The common thread that has run throughout my life has been a love of learning, and I am at the beginning of what I hope will be a many-year Renaissance of large-scale learning in my life. I just returned to college at age 31 to finish my bachelors degree in economics, which has been a 15 year project so far considering some of my AP credits date back to my junior year in high school. This is my last chance to graduate and validate the massive expense my family has borne to put me through my schooling, not to mention the time and energy I’ve spent getting to where I am: within 11 hours of graduating.
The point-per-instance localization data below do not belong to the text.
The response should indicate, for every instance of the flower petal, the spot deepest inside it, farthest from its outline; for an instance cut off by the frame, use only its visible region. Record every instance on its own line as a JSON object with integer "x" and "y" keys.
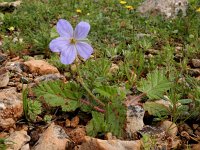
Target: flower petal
{"x": 58, "y": 44}
{"x": 84, "y": 49}
{"x": 82, "y": 30}
{"x": 64, "y": 28}
{"x": 68, "y": 54}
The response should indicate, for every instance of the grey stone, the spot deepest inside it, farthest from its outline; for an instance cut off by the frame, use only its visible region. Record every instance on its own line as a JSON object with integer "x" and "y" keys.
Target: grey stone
{"x": 11, "y": 107}
{"x": 48, "y": 77}
{"x": 17, "y": 139}
{"x": 4, "y": 77}
{"x": 168, "y": 8}
{"x": 54, "y": 138}
{"x": 134, "y": 119}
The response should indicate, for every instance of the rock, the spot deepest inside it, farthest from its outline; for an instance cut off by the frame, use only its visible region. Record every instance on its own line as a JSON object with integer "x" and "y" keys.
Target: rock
{"x": 4, "y": 77}
{"x": 109, "y": 136}
{"x": 11, "y": 107}
{"x": 41, "y": 67}
{"x": 3, "y": 57}
{"x": 158, "y": 136}
{"x": 156, "y": 132}
{"x": 17, "y": 139}
{"x": 196, "y": 63}
{"x": 168, "y": 8}
{"x": 15, "y": 67}
{"x": 164, "y": 102}
{"x": 54, "y": 138}
{"x": 78, "y": 135}
{"x": 170, "y": 128}
{"x": 25, "y": 147}
{"x": 98, "y": 144}
{"x": 75, "y": 121}
{"x": 48, "y": 77}
{"x": 134, "y": 119}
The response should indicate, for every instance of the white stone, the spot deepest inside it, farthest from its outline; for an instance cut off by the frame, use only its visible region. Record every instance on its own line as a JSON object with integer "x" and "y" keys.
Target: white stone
{"x": 17, "y": 139}
{"x": 134, "y": 119}
{"x": 53, "y": 138}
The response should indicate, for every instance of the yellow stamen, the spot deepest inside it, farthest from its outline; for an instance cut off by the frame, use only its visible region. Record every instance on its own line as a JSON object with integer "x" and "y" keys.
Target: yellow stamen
{"x": 72, "y": 41}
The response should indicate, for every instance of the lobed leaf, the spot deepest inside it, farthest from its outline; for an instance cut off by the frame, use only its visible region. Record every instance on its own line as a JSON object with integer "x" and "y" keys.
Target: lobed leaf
{"x": 155, "y": 84}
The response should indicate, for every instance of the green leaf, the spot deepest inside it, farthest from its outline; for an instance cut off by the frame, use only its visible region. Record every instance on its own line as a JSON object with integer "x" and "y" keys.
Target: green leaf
{"x": 95, "y": 124}
{"x": 156, "y": 109}
{"x": 155, "y": 84}
{"x": 56, "y": 93}
{"x": 185, "y": 101}
{"x": 34, "y": 109}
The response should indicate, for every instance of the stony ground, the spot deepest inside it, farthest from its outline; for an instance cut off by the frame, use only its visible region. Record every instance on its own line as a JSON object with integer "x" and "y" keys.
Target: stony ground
{"x": 68, "y": 130}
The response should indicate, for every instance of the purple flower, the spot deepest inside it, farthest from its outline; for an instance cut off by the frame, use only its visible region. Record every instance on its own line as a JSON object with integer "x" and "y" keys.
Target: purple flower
{"x": 71, "y": 42}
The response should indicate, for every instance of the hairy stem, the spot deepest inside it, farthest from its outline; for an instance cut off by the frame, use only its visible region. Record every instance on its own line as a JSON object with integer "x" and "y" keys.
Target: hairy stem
{"x": 94, "y": 107}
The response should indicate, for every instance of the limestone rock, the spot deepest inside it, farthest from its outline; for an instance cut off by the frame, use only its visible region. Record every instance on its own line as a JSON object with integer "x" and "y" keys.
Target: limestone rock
{"x": 168, "y": 8}
{"x": 11, "y": 107}
{"x": 78, "y": 134}
{"x": 17, "y": 139}
{"x": 134, "y": 119}
{"x": 14, "y": 67}
{"x": 98, "y": 144}
{"x": 196, "y": 63}
{"x": 170, "y": 128}
{"x": 54, "y": 138}
{"x": 4, "y": 77}
{"x": 25, "y": 147}
{"x": 2, "y": 58}
{"x": 41, "y": 67}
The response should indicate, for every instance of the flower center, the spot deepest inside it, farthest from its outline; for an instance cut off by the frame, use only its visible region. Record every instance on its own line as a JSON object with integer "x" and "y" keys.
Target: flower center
{"x": 72, "y": 41}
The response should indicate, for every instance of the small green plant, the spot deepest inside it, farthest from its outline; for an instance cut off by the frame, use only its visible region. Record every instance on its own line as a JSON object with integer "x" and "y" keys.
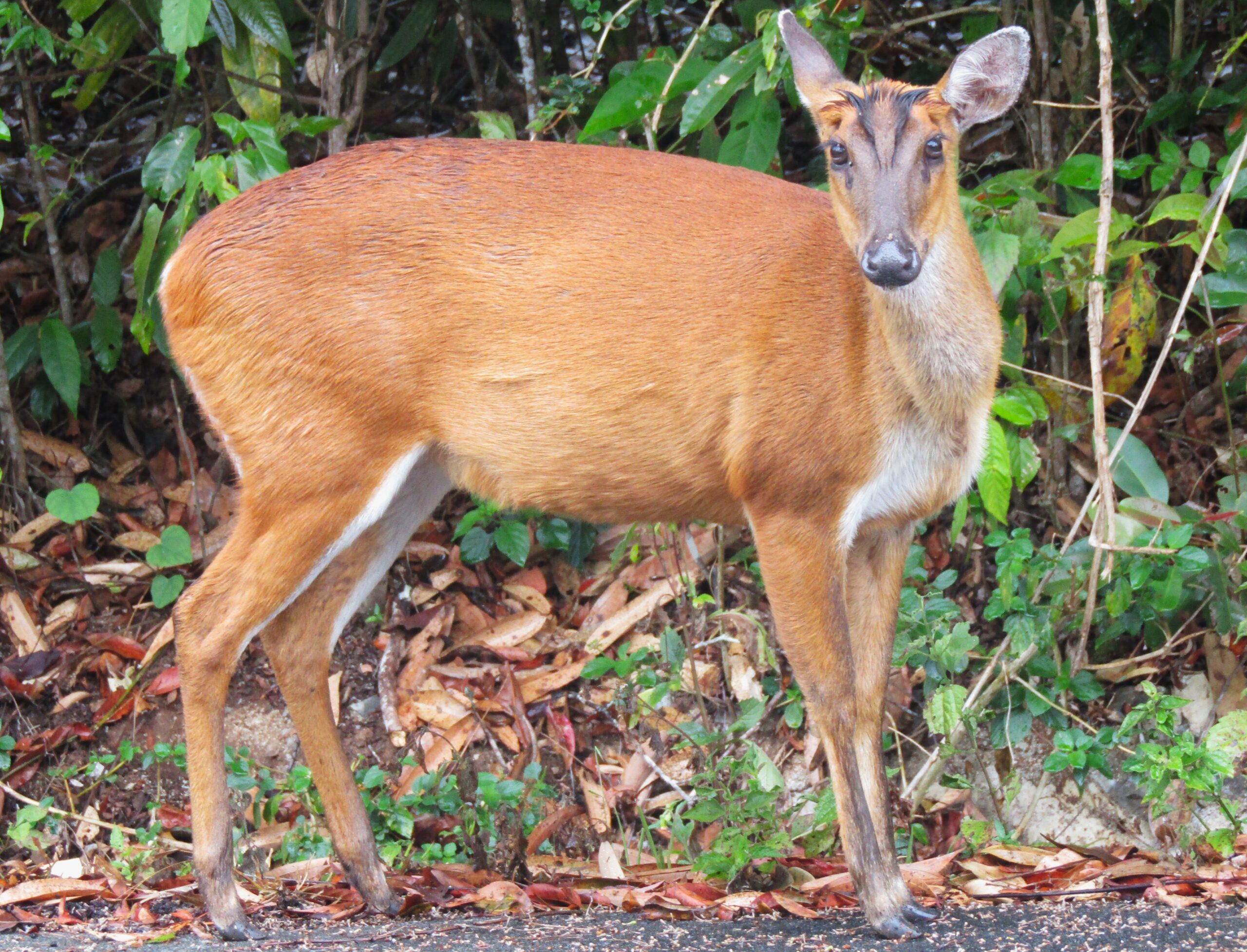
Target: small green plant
{"x": 1168, "y": 754}
{"x": 76, "y": 505}
{"x": 172, "y": 550}
{"x": 487, "y": 526}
I’ve always detested the formal education system and never been able to just accept it for what it is, or accept that it had anything real to offer me; now I find my opinions changing. Half of me no longer cares about fighting the process and just wants the piece of paper that the world seems to value so much. The rest of me is so desperate to bring learning back to the forefront of my life that I’m willing to accept the college environment, with all of its flaws, just for being a place where people go to learn. It’s not that I don’t find people interested in learning in my everyday life, but even on a college campus it’s very difficult to find individuals who will engage in candid and honest intellectual exploration of a topic, or true debate, without the incentives of grades and the rigorous structures of lectures and exams.
As I go through life I realize that learning without others physically nearby to learn from and with is both more difficult and less fulfilling, and less fruitful. Suddenly the structure, the bureaucracy, the gross expense of formal schooling doesn’t seem quite as bad, because the returns can be so great. There are thoughts in my head that I have never had the vocabulary to express, and the words I seek lie behind library doors and in the minds of professors and students I’ve yet to meet. Just dipping my toes back into academia has me dying to return full time, considering graduate studies and wondering what it takes to make a career in academia when your school resume looks as disgruntled as mine. Teaching has never appealed to me, but the idea of sharing ideas all day has and does. Maybe I've been wrong to differentiate between the two to the extent that I have.